FILE - Singapore's President Halimah Yacob delivers a speech during the opening ceremony of the Conference on Dialogue of Asian Civilizations in Beijing, China, May 15, 2019.
FILE - Singapore's President Halimah Yacob delivers a speech during the opening ceremony of the Conference on Dialogue of Asian Civilizations in Beijing, China, May 15, 2019.

“Singapore stands in solidarity with China,” Singapore’s President Halimah Yacob said in a letter to her Chinese counterpart, Xi Jinping, early in the pandemic. She said his “swift, decisive and comprehensive measures” would help “overcome COVID-19 with strength and fortitude.”

Though Singapore’s Prime Minister Lee Hsien Loong has called it unhelpful for China and the U.S. to blame each other for the virus, researcher Sophie Boisseau du Rocher questions if Southeast Asia is willing to blame China, where the virus originated.

She argued the region’s dependence on China has made its leaders reluctant to seem critical amid the crisis.

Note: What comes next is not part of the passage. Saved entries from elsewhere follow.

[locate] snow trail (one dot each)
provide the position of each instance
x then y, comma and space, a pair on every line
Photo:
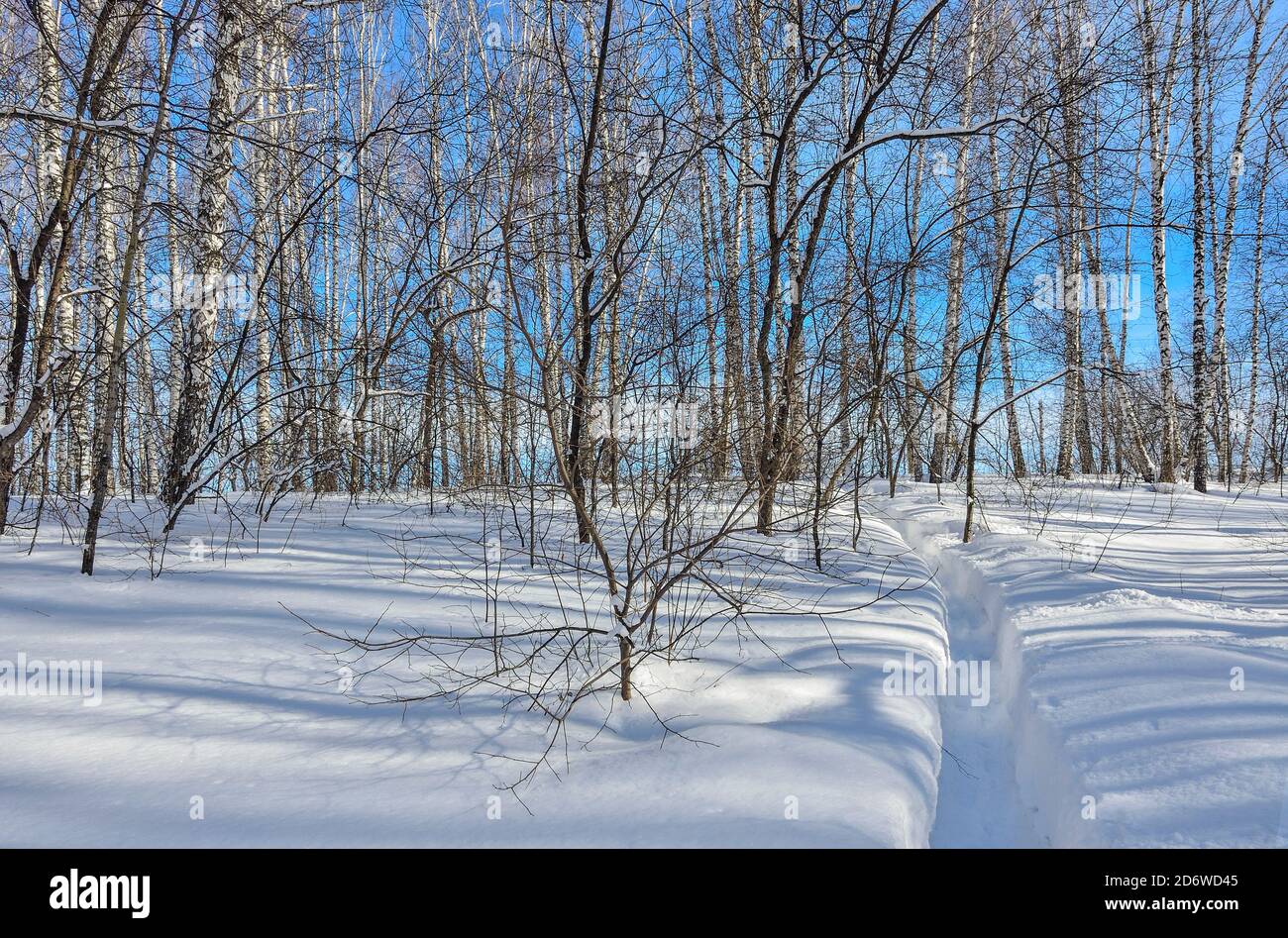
979, 799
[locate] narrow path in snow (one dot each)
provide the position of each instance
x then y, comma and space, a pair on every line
979, 800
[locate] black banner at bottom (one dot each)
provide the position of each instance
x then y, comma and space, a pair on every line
339, 887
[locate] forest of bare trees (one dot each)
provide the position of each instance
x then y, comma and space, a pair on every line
631, 251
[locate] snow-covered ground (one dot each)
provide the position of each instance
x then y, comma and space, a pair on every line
1141, 647
214, 688
1137, 693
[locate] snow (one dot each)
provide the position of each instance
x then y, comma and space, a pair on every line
1119, 633
1115, 622
213, 689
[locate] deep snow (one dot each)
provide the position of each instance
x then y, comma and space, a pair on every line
1115, 621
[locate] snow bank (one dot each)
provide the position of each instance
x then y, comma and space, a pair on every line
223, 723
1146, 638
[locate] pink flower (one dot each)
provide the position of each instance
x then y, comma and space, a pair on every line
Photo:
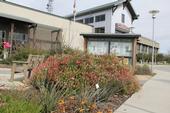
6, 45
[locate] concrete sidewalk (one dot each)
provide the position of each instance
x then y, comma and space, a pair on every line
154, 97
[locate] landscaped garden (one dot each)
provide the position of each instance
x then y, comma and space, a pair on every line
73, 82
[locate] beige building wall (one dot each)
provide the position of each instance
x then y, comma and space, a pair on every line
70, 30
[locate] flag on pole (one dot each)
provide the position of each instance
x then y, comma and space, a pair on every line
74, 9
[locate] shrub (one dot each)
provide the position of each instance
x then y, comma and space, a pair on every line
143, 70
22, 54
16, 104
75, 69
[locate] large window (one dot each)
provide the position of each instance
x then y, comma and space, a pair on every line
100, 18
121, 48
100, 30
89, 20
98, 47
123, 18
81, 20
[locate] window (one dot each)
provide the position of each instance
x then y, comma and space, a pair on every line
98, 47
123, 18
121, 48
100, 30
100, 18
89, 20
81, 20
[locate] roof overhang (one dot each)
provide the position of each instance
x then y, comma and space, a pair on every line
26, 20
107, 6
13, 17
116, 35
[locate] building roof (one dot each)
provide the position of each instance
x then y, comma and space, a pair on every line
107, 6
16, 18
110, 35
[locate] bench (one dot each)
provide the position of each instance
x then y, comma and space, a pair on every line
32, 61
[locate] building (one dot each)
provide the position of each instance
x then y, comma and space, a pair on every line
22, 25
110, 35
121, 45
114, 18
144, 45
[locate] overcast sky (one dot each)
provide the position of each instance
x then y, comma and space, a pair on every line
142, 26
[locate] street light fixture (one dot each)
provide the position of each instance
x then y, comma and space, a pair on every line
153, 13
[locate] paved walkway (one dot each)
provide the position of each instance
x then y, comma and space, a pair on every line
154, 97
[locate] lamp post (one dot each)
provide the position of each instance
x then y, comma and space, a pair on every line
153, 13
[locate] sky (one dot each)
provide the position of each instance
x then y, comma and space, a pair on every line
141, 26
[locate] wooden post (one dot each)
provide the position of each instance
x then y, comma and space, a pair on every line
13, 72
11, 37
34, 36
85, 44
134, 53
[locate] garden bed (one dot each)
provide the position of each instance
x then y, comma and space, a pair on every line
75, 82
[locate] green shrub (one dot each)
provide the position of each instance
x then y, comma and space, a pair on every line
143, 70
15, 104
75, 68
22, 54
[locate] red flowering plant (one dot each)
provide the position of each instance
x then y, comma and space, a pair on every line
76, 69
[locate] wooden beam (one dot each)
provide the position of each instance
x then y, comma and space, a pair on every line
11, 37
34, 36
134, 53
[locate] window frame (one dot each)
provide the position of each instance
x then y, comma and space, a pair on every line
100, 18
123, 18
99, 28
89, 20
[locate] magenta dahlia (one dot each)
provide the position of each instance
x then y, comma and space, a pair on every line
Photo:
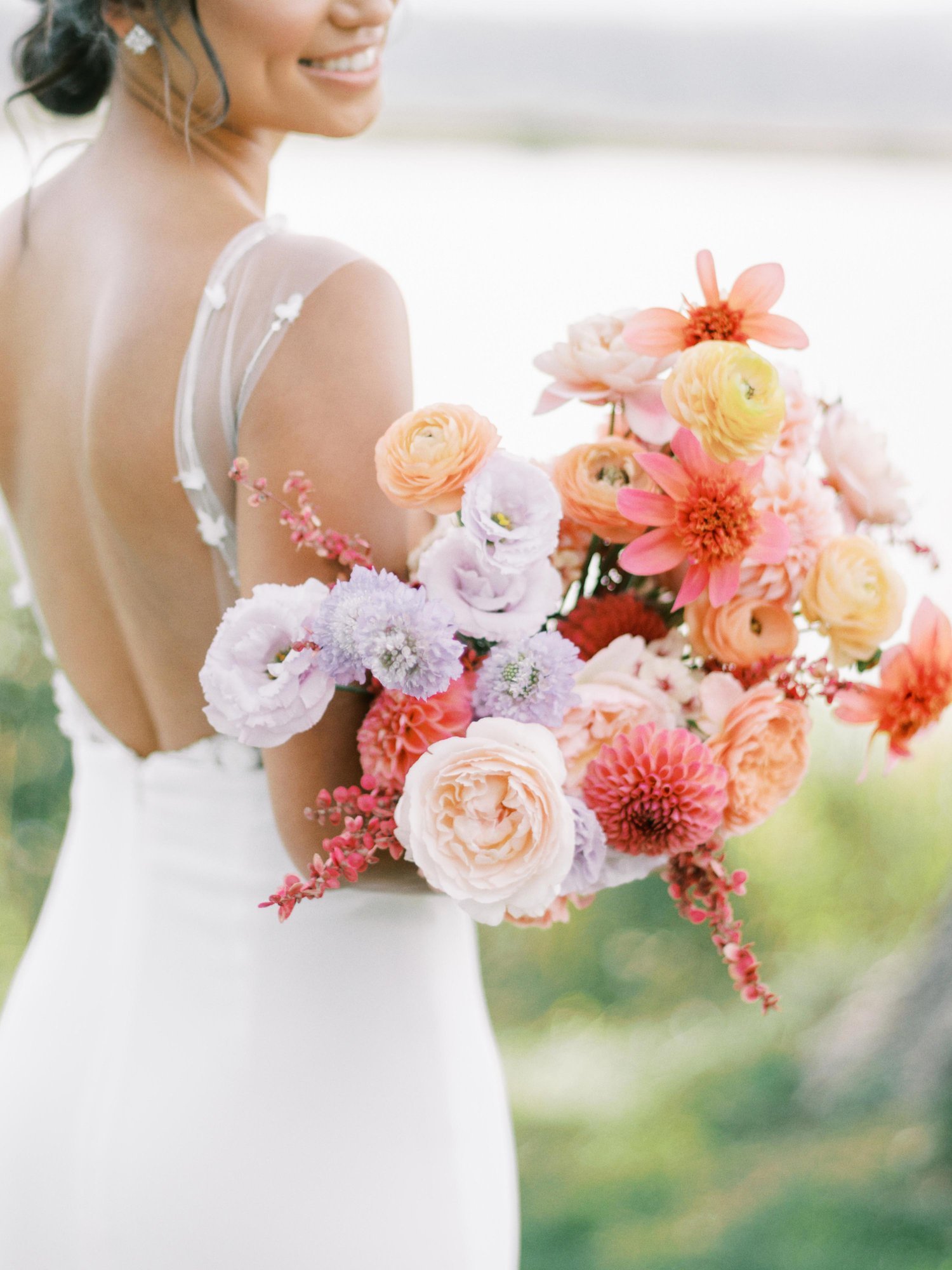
657, 792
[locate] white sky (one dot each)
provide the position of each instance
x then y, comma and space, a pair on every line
684, 11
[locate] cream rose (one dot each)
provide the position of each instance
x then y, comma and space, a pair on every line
729, 397
426, 458
860, 469
486, 821
764, 746
855, 596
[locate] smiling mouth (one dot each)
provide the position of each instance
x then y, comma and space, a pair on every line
364, 62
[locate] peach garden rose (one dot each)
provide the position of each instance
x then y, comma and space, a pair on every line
855, 596
426, 458
486, 821
764, 746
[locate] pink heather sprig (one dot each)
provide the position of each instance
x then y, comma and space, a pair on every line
303, 521
366, 813
921, 549
798, 678
701, 887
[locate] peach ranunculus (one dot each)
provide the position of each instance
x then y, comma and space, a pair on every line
855, 596
598, 366
588, 479
860, 469
764, 745
604, 712
426, 458
729, 397
743, 632
486, 821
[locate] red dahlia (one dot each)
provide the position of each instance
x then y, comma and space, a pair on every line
597, 620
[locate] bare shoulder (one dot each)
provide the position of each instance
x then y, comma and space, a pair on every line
11, 241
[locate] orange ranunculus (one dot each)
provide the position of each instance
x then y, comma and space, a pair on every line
588, 479
426, 458
742, 632
764, 745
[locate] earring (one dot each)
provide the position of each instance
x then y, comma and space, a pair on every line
139, 41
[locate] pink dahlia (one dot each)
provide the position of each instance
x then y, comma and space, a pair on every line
708, 516
657, 792
916, 684
742, 317
809, 510
398, 730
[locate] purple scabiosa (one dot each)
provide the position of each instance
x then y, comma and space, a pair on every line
374, 622
591, 850
532, 681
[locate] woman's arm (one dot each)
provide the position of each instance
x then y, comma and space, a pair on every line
338, 382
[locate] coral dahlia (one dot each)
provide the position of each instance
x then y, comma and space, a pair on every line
399, 728
742, 317
708, 516
597, 620
916, 684
657, 792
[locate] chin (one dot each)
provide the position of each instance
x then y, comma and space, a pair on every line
345, 120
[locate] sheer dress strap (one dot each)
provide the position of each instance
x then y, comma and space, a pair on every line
255, 294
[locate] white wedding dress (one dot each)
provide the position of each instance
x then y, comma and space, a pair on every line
183, 1081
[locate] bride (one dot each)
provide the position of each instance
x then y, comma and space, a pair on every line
183, 1081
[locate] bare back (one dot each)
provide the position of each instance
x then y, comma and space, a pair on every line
101, 309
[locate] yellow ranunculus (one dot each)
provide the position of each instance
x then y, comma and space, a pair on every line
729, 397
856, 598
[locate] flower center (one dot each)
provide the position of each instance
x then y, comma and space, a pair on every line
719, 523
714, 322
521, 679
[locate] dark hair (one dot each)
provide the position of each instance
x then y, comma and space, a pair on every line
67, 59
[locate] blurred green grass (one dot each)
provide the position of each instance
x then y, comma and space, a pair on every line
663, 1125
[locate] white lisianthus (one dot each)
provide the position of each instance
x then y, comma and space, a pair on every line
261, 689
487, 603
486, 821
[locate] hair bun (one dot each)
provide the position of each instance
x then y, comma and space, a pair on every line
68, 58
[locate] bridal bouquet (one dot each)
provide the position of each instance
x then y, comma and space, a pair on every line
601, 666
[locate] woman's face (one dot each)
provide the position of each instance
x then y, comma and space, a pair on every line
291, 65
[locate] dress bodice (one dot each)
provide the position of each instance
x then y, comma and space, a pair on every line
255, 294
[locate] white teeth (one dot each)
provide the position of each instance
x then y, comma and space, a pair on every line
361, 62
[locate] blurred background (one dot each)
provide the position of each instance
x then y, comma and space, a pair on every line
540, 161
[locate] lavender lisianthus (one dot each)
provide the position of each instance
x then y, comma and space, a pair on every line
620, 868
487, 603
591, 849
532, 681
512, 510
374, 622
261, 688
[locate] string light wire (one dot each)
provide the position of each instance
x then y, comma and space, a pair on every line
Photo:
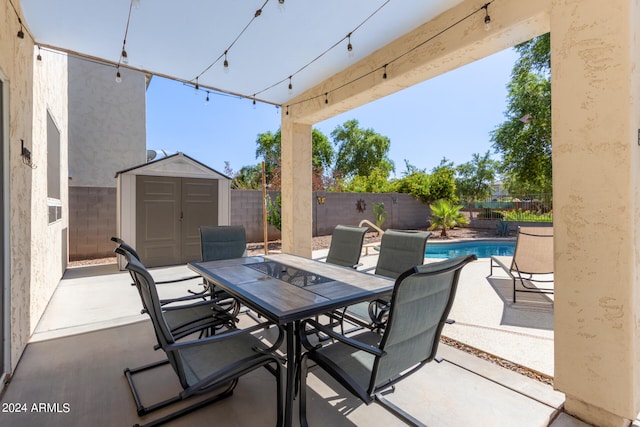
226, 51
397, 58
323, 53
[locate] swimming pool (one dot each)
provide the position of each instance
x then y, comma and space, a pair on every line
481, 248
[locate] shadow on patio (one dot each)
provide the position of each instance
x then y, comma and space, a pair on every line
92, 331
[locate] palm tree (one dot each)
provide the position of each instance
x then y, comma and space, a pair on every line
445, 215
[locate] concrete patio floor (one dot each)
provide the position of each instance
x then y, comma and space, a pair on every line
92, 330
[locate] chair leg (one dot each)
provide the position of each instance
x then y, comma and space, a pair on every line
163, 420
303, 391
397, 411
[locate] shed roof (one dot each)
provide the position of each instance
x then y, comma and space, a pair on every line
178, 164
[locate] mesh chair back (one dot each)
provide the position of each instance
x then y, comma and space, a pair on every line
400, 250
421, 301
346, 245
151, 301
222, 242
534, 251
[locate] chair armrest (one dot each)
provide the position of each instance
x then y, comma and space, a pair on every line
343, 339
225, 336
182, 279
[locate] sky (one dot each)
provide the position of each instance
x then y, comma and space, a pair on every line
450, 116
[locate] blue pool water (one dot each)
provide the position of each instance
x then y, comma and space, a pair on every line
482, 249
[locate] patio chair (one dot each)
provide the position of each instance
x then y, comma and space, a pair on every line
400, 250
202, 317
346, 246
532, 260
207, 365
368, 363
218, 242
192, 295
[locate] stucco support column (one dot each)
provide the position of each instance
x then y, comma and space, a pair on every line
296, 186
595, 49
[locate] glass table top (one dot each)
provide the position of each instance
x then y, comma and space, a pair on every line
289, 274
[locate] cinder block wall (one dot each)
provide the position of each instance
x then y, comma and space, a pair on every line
331, 209
246, 209
92, 222
92, 215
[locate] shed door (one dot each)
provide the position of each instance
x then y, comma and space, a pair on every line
169, 212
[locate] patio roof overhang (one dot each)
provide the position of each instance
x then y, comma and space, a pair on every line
271, 44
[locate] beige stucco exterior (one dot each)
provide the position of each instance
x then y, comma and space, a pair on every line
596, 117
596, 164
35, 257
596, 160
106, 122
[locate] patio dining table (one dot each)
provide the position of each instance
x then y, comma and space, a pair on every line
287, 289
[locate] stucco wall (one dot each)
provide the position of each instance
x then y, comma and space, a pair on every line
107, 123
48, 240
16, 68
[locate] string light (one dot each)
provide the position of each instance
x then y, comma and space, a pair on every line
487, 18
124, 57
384, 67
326, 50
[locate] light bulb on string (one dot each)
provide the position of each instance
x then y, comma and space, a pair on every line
349, 46
487, 18
20, 34
225, 64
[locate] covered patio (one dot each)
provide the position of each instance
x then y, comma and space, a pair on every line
92, 330
596, 116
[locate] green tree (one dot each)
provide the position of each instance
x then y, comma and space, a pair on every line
360, 151
248, 178
440, 184
444, 215
524, 139
269, 148
474, 178
375, 182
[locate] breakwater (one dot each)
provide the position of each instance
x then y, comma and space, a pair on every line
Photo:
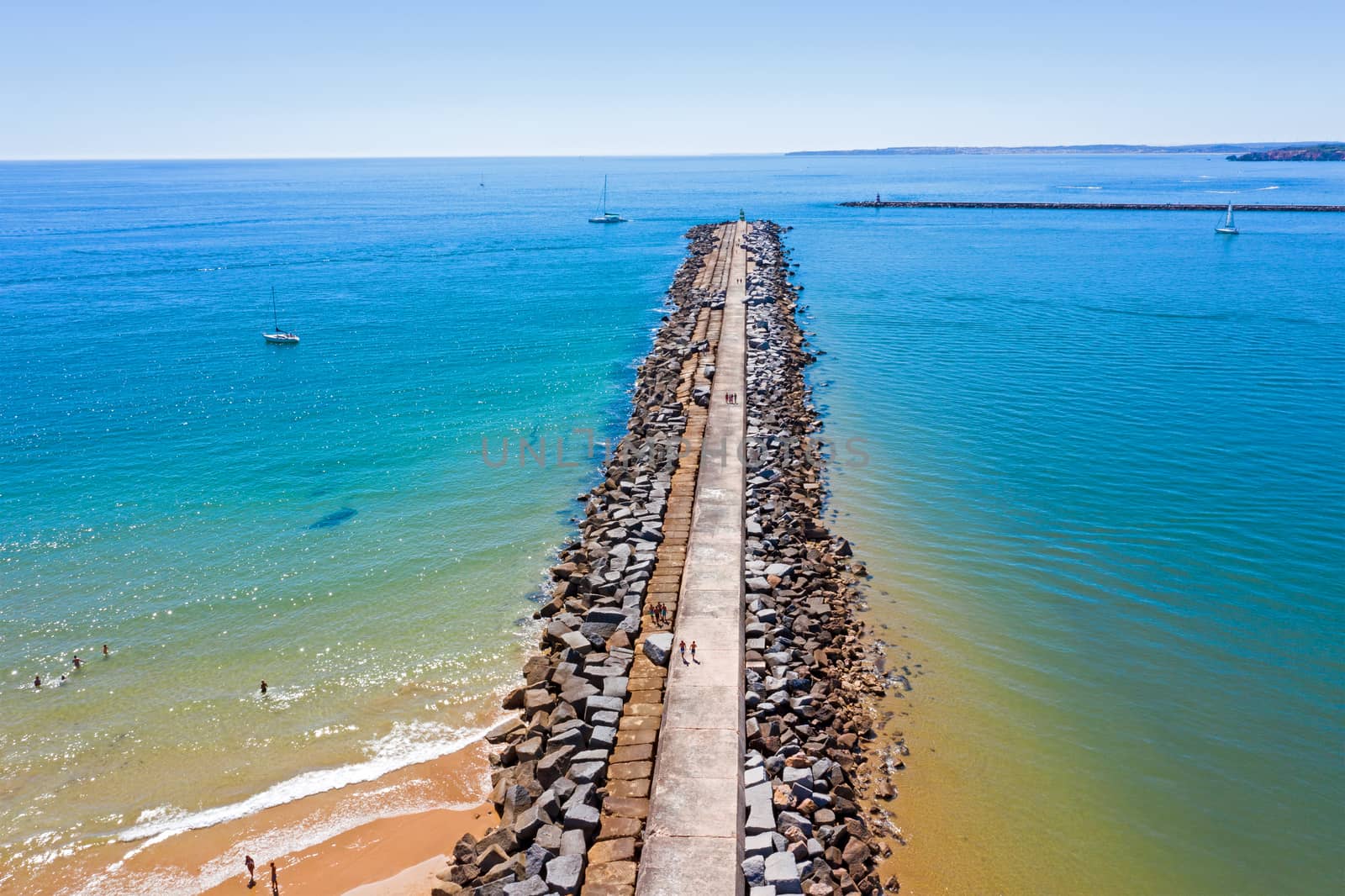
813, 764
1095, 206
623, 771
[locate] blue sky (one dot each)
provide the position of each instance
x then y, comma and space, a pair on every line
235, 80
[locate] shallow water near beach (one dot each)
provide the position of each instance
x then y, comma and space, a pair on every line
1089, 458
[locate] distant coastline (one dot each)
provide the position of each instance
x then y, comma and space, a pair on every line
1316, 152
1269, 150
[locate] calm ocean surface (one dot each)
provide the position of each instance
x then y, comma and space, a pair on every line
1100, 493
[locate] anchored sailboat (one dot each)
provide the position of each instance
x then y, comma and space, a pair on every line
279, 335
604, 215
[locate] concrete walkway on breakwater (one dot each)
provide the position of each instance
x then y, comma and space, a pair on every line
1095, 206
696, 813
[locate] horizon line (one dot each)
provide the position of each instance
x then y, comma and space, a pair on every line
659, 155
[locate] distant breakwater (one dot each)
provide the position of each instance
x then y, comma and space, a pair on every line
1095, 206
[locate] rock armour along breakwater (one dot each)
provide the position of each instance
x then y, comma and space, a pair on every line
1095, 206
573, 772
809, 678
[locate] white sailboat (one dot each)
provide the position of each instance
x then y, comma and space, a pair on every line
279, 336
604, 215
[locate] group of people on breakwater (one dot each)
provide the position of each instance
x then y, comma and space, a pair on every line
76, 662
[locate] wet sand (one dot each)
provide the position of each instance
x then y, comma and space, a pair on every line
388, 857
372, 835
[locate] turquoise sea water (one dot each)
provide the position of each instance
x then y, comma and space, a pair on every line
1100, 492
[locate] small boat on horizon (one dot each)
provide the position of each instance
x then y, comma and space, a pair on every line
604, 215
279, 336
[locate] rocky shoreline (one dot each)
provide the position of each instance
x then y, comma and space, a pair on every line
810, 681
1094, 206
572, 771
551, 775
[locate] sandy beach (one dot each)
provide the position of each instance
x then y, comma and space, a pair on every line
387, 835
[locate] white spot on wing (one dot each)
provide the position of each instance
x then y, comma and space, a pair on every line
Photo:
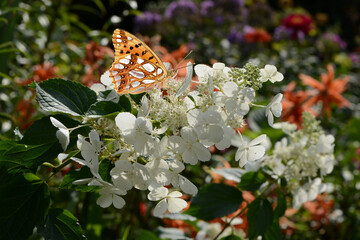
124, 61
119, 66
148, 81
148, 67
135, 84
137, 74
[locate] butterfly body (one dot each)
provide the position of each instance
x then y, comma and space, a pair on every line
136, 67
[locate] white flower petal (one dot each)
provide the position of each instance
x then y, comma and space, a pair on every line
106, 80
104, 201
257, 140
176, 205
175, 194
256, 152
201, 70
56, 123
218, 66
187, 186
64, 137
143, 124
144, 144
188, 134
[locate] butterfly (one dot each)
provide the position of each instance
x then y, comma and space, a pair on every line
136, 68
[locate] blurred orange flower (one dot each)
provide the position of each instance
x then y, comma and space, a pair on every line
294, 104
175, 58
42, 72
328, 90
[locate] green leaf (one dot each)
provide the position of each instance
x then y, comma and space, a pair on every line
104, 108
27, 156
61, 225
274, 232
148, 235
104, 169
40, 144
24, 201
260, 216
71, 176
214, 201
231, 237
281, 204
59, 95
251, 181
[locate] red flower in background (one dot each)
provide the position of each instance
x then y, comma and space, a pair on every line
298, 23
328, 90
42, 72
24, 110
294, 104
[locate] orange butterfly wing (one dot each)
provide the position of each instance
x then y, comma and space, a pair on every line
136, 67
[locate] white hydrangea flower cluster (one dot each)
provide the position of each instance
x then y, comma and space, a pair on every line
302, 159
150, 150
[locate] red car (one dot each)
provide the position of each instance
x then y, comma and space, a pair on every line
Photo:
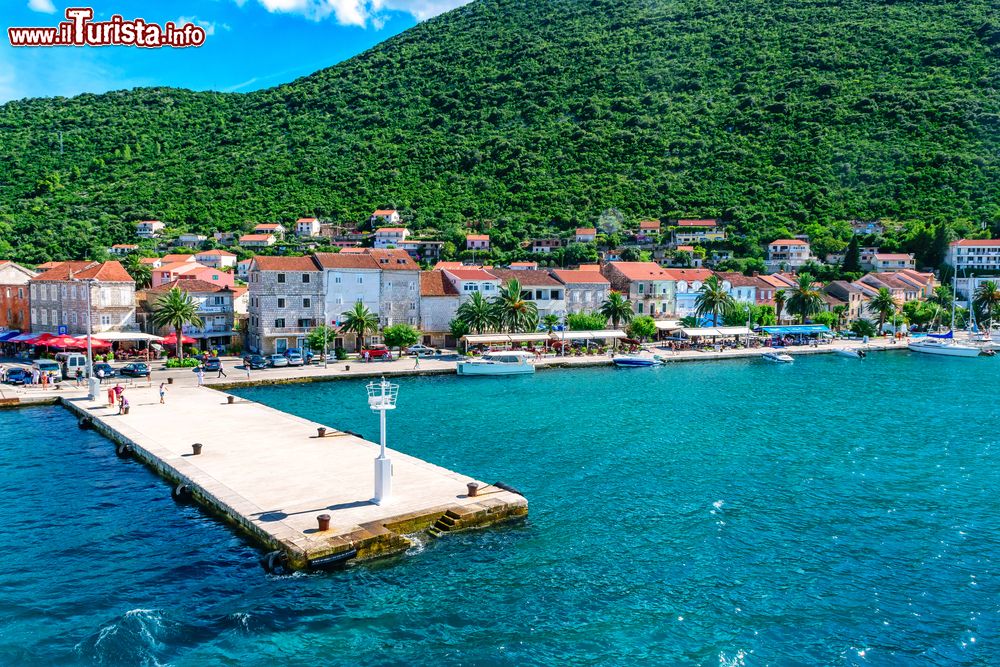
377, 352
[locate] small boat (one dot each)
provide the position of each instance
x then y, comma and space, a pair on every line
635, 361
498, 363
943, 347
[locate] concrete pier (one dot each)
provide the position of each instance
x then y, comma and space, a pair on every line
270, 473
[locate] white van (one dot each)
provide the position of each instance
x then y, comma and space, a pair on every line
70, 362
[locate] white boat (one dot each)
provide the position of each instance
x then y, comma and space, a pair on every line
943, 347
498, 363
635, 361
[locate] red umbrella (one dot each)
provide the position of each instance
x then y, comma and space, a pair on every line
171, 339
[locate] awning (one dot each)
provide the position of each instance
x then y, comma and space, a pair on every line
795, 329
125, 335
590, 335
668, 325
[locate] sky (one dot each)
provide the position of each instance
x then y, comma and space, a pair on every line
250, 44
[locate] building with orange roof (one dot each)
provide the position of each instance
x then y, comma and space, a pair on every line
58, 298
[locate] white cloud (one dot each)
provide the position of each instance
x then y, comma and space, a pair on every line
360, 12
43, 6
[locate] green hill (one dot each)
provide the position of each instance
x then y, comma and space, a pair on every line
781, 115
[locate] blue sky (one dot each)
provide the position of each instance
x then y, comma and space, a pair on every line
251, 44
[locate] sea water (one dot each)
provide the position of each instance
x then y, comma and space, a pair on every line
830, 511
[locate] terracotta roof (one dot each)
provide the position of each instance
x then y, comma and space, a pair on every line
471, 273
102, 271
189, 285
527, 277
977, 242
641, 270
434, 283
569, 277
265, 263
447, 265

“Although China posed a threat to Southeast Asia by mishandling the initial outbreak of the crisis, no blame was publicly expressed in the region,” du Rocher, a senior research fellow at the Center for Asian Studies at the French Institute of International Relations, wrote in The Diplomat.

Citing examples from Singapore’s prime minister to Myanmar’s President U Win Myint, she said leaders across Southeast Asia have made a point to applaud Xi’s emergency response.

While du Rocher described this as a regional trend, Vriens & Partners pointed to a warming of ties between Singapore and China in particular amid the crisis. The consulting firm wrote in an analysis that Singapore’s donations to China were a rare instance of “checkbook diplomacy” from the micro-state.

Singapore’s prime minister, when asked about Washington’s attempt to pin the pandemic on Beijing, said instead it is “most constructive” to focus on solutions. Besides China, Lee noted that other nations have struggled to contain the virus, as well.

“I don't think overall that one can say this would not have happened if only the Chinese had done the right thing,” he said on CNN at the end of March. “Because you look at the way the outbreak has continued, grown and spread in many countries.”

China is the biggest trade partner for Singapore, with two-way commerce valued at 137 billion Singapore dollars in 2019. With a history of cultural ties, 75% of Singapore’s citizens are ethnic Chinese.

When citizens were asked which foreign nation or organization had the most economic influence in the region, there was no competition. Nearly 70% of people said the answer was China, followed by the United States and then the Association of Southeast Asian Nations, according to a 2019 survey from the ISEAS-Yusof Ishak Institute in Singapore.

The influence is expected to increase. When asked about Beijing’s future role as a major power, 57% agreed with the statement, “China will become a revisionist power with an intent to turn Southeast Asia into its sphere of influence.” Other options were that China could be an alternative to U.S. power or be a benign power.